Posted on:2005-10-12Degree:Ph.DType:Dissertation
University:Columbia UniversityCandidate:Miller, Michael LaurenceFull Text:PDF
GTID:1455390008988403Subject:History
Abstract/Summary:
This dissertation examines the communal, religious and political history of Moravian Jewry in the course of the nineteenth century, with particular emphasis on the Revolution of 1848 as a critical watershed.
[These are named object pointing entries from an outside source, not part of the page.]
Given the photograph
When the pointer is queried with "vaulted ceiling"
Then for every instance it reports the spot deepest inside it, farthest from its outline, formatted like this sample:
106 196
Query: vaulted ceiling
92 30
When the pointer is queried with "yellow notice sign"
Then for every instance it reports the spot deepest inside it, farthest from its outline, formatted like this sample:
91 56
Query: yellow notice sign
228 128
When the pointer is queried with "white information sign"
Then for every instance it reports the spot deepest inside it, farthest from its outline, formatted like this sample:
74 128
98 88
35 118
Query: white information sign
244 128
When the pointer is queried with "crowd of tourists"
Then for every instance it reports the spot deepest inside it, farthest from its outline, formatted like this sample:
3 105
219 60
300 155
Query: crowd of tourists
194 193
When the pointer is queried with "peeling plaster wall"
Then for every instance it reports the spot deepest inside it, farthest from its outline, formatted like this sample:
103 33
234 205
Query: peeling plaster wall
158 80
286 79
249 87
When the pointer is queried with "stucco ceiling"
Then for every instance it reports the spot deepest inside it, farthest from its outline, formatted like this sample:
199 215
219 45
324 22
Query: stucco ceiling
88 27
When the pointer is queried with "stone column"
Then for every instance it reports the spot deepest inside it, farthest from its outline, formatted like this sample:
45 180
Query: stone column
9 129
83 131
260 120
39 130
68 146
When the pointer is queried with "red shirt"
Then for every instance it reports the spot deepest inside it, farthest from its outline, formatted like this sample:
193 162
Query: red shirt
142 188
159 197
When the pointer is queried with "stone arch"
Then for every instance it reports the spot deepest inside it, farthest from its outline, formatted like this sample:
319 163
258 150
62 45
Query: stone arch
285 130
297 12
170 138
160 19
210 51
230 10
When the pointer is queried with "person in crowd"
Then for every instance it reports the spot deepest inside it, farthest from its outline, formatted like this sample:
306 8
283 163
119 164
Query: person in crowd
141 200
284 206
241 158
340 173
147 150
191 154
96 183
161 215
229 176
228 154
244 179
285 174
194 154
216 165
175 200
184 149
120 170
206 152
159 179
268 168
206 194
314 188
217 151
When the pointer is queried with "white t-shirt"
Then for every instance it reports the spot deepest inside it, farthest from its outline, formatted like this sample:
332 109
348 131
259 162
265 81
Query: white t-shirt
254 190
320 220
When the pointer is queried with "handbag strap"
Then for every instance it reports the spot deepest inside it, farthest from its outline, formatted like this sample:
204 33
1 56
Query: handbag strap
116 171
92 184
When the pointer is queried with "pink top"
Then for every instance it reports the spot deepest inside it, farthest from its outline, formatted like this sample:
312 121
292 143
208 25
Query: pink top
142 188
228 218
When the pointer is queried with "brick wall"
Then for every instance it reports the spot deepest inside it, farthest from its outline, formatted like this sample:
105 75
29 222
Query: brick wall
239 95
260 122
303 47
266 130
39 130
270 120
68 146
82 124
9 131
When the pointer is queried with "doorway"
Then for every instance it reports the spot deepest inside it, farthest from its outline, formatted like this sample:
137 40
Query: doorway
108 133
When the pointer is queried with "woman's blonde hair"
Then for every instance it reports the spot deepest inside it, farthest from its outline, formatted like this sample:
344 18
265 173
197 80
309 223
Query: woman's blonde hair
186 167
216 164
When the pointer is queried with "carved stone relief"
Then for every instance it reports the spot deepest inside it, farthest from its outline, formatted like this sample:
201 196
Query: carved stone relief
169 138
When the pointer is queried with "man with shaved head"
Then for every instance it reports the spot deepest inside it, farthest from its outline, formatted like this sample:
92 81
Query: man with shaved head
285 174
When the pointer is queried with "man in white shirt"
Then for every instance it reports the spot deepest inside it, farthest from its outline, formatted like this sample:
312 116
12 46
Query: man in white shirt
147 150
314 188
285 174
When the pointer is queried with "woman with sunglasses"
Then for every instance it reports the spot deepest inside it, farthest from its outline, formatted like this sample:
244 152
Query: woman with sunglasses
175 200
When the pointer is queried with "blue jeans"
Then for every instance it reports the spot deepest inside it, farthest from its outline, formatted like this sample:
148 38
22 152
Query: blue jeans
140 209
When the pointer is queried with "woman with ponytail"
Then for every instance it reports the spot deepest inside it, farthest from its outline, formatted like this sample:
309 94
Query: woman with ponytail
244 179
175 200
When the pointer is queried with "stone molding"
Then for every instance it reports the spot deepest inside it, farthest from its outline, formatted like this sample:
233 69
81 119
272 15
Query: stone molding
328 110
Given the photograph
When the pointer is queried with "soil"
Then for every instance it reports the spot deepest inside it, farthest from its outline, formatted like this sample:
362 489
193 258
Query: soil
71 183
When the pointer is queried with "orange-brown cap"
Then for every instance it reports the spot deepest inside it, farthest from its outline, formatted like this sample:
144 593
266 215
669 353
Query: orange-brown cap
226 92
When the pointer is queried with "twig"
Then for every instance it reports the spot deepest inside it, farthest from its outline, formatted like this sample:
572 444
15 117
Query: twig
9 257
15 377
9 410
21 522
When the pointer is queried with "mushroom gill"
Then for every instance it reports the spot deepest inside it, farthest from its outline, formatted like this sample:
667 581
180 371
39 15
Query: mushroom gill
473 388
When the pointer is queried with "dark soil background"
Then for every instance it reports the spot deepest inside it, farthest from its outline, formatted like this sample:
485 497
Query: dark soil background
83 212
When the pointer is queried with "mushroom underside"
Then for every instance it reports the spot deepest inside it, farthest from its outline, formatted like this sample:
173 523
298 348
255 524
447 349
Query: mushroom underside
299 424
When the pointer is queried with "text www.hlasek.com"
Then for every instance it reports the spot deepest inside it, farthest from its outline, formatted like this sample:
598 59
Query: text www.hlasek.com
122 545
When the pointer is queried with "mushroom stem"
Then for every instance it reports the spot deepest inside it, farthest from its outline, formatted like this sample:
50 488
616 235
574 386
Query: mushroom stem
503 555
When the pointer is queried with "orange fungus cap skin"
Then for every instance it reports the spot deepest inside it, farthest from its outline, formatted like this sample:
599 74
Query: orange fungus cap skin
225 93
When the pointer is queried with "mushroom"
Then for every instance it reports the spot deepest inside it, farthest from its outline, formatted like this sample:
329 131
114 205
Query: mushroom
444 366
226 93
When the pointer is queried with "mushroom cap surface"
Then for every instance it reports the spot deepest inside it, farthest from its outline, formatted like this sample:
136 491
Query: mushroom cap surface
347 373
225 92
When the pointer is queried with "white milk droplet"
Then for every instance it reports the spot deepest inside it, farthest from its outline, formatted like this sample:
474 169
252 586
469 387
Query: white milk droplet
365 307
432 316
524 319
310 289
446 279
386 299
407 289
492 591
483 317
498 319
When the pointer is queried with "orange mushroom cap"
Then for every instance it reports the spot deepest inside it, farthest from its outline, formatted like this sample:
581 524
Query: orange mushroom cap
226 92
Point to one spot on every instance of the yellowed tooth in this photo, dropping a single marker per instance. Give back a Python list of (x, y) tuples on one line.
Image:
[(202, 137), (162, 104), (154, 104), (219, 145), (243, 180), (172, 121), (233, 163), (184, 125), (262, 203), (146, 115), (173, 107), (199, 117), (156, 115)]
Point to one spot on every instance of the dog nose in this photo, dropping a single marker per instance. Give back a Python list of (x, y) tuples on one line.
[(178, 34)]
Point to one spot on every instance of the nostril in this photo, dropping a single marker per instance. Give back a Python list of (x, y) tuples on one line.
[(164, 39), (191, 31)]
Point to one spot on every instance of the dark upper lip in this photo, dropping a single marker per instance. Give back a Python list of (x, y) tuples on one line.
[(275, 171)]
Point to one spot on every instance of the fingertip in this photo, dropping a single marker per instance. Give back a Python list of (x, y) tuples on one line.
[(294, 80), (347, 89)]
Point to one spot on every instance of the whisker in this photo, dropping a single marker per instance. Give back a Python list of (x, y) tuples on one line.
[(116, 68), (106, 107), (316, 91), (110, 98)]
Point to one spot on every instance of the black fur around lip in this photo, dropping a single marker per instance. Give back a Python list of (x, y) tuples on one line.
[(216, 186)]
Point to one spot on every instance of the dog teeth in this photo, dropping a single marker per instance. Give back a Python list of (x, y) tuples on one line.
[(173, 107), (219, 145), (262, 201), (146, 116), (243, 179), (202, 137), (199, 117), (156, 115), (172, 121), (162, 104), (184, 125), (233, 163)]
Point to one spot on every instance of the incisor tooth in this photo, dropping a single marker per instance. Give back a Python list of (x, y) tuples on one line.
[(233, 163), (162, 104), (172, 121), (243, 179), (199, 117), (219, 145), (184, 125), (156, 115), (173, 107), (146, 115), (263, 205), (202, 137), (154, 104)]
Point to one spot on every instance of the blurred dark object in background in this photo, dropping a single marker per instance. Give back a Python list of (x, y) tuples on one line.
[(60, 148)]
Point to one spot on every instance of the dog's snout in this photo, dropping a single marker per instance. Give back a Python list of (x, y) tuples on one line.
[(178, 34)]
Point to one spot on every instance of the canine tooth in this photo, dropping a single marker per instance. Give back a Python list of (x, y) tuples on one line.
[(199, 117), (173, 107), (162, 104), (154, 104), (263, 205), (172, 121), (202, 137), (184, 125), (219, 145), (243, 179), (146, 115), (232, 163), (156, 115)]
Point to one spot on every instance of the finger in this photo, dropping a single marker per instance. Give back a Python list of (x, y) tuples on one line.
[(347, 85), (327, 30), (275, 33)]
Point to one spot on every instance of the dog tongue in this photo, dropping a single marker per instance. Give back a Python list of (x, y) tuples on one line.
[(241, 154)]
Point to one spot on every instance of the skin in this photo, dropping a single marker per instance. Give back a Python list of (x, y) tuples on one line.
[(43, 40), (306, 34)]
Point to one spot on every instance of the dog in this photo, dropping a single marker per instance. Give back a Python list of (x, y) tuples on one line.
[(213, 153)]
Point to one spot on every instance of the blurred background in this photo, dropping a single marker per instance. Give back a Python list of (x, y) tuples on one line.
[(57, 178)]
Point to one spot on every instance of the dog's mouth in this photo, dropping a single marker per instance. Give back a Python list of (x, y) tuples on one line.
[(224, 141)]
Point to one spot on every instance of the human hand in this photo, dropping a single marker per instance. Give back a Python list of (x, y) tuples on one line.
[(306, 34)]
The Moravian chief rabbinate---the principal supra-communal institution of Moravian Jewry in the first half of the nineteenth century---serves as a prism through which to view the conflicts among Moravia's fifty-two Jewish communities, the debates over religious and educational reform, and the struggle for Jewish emancipation. Based on a wide variety of sources from archives in the Czech Republic, Austria, Israel and the United States, this dissertation traces the perpetual tension between the collective will of Moravian Jewry and the individual will of the autonomous Jewish communities---a tension that was temporarily relieved during the Revolution of 1848. The Revolution of 1848 provided a rare opportunity for the Jews of Moravia to coalesce around a common goal (Jewish emancipation) and a common leader (Chief Rabbi Samson Raphael Hirsch), but this unity proved to be rather fleeting. Although the Revolution ushered in a new age of freedom, it also precipitated demographic, financial and social transformations that threatened Moravian Jewry's unity as well as its future.; Samson Raphael Hirsch, who served as Moravia's chief rabbi from 1847 until 1851, assumes a central place in this dissertation. While scholars have focused on Hirsch's subsequent tenure in Frankfurt-am-Main (1851--1888), which was marked by a militant and uncompromising defense of Orthodoxy, Hirsch's brief yet industrious sojourn in Moravia has, until now, received little attention. Hirsch came to Moravia with an almost messianic hope of unifying its Jews and guiding them into the age of emancipation with their traditional Jewish observance intact. However, after a frustrating four years in Moravia, he departed for Frankfurt, convinced that unity was no longer a possibility as far as religious and communal affairs were concerned.